Aditya Birla Fashion Retail Ltd. (ABFRL) is one of the leading fashion conglomerates in the country with a presence in more than 3k stores and 26k multi-brand outlets
Some of ABFRL’s leading brands include Louis Philippe, Van Heusen, Allen Solly and Peter England
A user called ‘ShinyHunter’ made a post on RaidForums claiming to have data pertaining to ABFRL users and offered the data for sale
Aditya Birla Fashion Retail Ltd. (ABFRL) has suffered a major data breach on its portal. A hacker group called ShinyHunters has allegedly made 700 GB of ABFRL’s customer data public, including 5.4 Mn emails and phone numbers.
ABFRL is one of the leading fashion conglomerates in the country with a presence in over 3k stores and 26k multi-brand outlets. Some of its leading retail formats include Pantaloons and Jaypore.com. Besides, it retails brands including Louis Philippe, Van Heusen, Allen Solly and Peter England.

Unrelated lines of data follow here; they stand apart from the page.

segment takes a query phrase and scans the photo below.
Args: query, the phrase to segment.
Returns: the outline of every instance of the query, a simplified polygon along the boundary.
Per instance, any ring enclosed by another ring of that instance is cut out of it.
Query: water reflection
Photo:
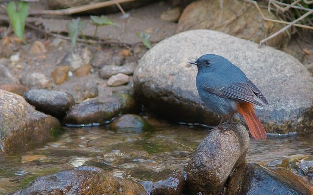
[[[0,195],[24,187],[39,176],[83,164],[136,180],[149,179],[154,173],[165,169],[183,171],[190,155],[207,133],[203,127],[186,126],[145,131],[68,128],[58,140],[44,147],[0,156]],[[268,167],[288,167],[310,182],[313,176],[310,169],[313,165],[313,135],[251,139],[246,160]],[[301,169],[304,171],[301,172]]]

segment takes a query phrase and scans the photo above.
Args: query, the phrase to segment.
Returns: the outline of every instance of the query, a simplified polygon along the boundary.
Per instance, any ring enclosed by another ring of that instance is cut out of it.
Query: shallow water
[[[148,180],[164,169],[183,171],[207,135],[199,126],[177,126],[151,131],[105,127],[67,128],[58,140],[9,156],[0,156],[0,195],[27,185],[38,176],[82,165],[98,166],[121,178]],[[313,134],[251,139],[248,162],[268,168],[287,167],[313,183],[300,168],[313,165]]]

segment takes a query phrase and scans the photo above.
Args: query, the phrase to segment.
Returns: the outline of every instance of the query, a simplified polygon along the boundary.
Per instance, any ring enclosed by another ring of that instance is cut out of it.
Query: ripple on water
[[[67,128],[58,140],[42,147],[0,156],[0,194],[14,192],[39,176],[84,164],[138,181],[164,169],[184,171],[207,133],[204,128],[185,126],[149,132]],[[251,139],[246,160],[270,168],[287,167],[312,182],[313,135]]]

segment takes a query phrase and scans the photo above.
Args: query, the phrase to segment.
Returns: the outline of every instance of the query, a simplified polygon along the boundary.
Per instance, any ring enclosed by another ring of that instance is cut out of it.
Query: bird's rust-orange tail
[[[237,111],[245,118],[254,139],[265,139],[266,132],[255,115],[253,105],[248,102],[241,103],[237,107]]]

In this case, a user called ‘ShinyHunter’ made a post on RaidForums claiming to have ABFRL users data that it offered for sale. RaidForums is a database company that gathers data from breaches and leaks, as well as an active marketplace for selling these leaks. It has a total of 445k users dedicated to hacking, database leaks and tech.
“We tried to get in touch with ABFRL. They sent a negotiator but he was just stalling (the offer was more than reasonable for a “US$ 45-Billion conglomerate”). So we decided to leak everything for you guys including their famous divisions such as Pantaloons.com or Jaypore.com,” said the user in a forum post.

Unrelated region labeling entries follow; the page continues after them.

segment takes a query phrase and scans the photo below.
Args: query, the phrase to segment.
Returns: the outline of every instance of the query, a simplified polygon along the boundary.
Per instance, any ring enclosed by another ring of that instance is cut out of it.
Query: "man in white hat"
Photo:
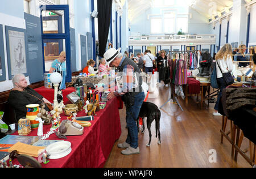
[[[122,87],[118,91],[112,92],[108,99],[110,100],[121,96],[126,106],[128,135],[125,142],[117,145],[119,148],[125,148],[121,153],[123,155],[138,154],[139,148],[136,120],[145,95],[141,87],[142,80],[139,78],[141,70],[133,60],[123,56],[120,50],[120,48],[118,50],[112,48],[104,54],[107,64],[110,67],[118,68],[118,76],[121,76],[123,79]]]

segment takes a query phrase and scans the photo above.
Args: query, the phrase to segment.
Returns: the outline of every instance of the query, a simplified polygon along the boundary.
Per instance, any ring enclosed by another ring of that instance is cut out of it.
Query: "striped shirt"
[[[123,57],[119,66],[121,66],[125,57]],[[115,96],[123,96],[133,89],[133,74],[134,69],[130,65],[127,65],[124,66],[122,71],[123,87],[121,89],[114,92]],[[122,73],[122,71],[119,71]]]
[[[102,74],[102,75],[108,74],[108,68],[106,66],[105,66],[101,63],[98,66],[98,71],[99,73]]]

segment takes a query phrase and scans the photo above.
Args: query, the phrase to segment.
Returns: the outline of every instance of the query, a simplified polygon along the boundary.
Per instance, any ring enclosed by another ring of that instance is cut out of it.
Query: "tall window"
[[[162,33],[162,19],[151,18],[151,33]]]
[[[174,13],[165,13],[164,14],[163,27],[164,33],[175,32],[175,15]]]
[[[177,18],[177,31],[182,29],[182,32],[188,32],[188,18]]]

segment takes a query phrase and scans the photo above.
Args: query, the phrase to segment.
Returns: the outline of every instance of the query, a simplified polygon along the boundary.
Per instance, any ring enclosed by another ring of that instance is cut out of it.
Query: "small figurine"
[[[76,104],[78,106],[78,111],[82,110],[82,102],[81,100],[78,100],[76,101]]]
[[[47,164],[49,163],[49,160],[47,160],[48,159],[48,156],[44,152],[43,154],[43,163],[44,164]]]
[[[39,126],[38,126],[38,136],[43,136],[44,135],[43,132],[43,123],[44,122],[44,121],[43,121],[41,118],[41,113],[38,113],[37,116],[38,118],[35,119],[35,121],[39,122]]]
[[[44,103],[41,103],[41,110],[40,113],[42,114],[41,118],[42,120],[44,120],[44,125],[48,125],[51,124],[52,118],[48,114],[47,111],[45,109],[46,104]]]
[[[89,102],[89,101],[86,101],[86,105],[84,106],[84,107],[83,108],[85,110],[84,112],[85,112],[85,113],[87,113],[88,112],[88,110],[87,110],[87,106],[89,104],[90,104],[90,102]]]
[[[60,105],[61,108],[63,108],[64,107],[64,101],[61,90],[57,92],[57,101],[58,101],[58,104]]]
[[[61,106],[59,104],[56,105],[54,108],[54,110],[55,112],[52,116],[52,118],[60,118],[60,114],[61,114],[63,112]]]

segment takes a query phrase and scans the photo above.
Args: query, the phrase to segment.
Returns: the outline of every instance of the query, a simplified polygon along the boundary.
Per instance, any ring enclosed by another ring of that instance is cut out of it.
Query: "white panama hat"
[[[107,65],[109,65],[115,59],[120,51],[121,48],[117,50],[113,48],[106,52],[104,54],[104,58],[106,59]]]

ShinyHunters is a criminal black-hat hacking group that has been involved in many data breaches since it began its operations with the Tokopedia Hack in 2020. On 2nd May 2020, the hacker group inflicted a data breach on the Indonesian ecommerce platform and leaked 15 Mn users’ login details including gender, location, username, full name, email address, phone number and hashed passwords.
A few hours after the breach, ShinyHunters put up a database containing more than 91 Mn records on sale for $5000. Other exploits by the group include hacks on Github (Microsoft), BigBasket, Wattpad, Nitro PDF etc.
The group’s usual modus operandi involves leaking a small amount of data from a breach that allows others to verify that a breach has indeed occurred before selling off the rest of the data on the dark web. But this time, the group has decided to release all the data for free on RaidForums.
“This time, they have made all the data available for free. I have confirmed the same in my correspondence with them,” said Rajshekhar Rajaharia to Inc42. He had initially brought up the issue in a tweet he posted earlier. ABFRL and ShinyHunters have yet to share comments on the matter.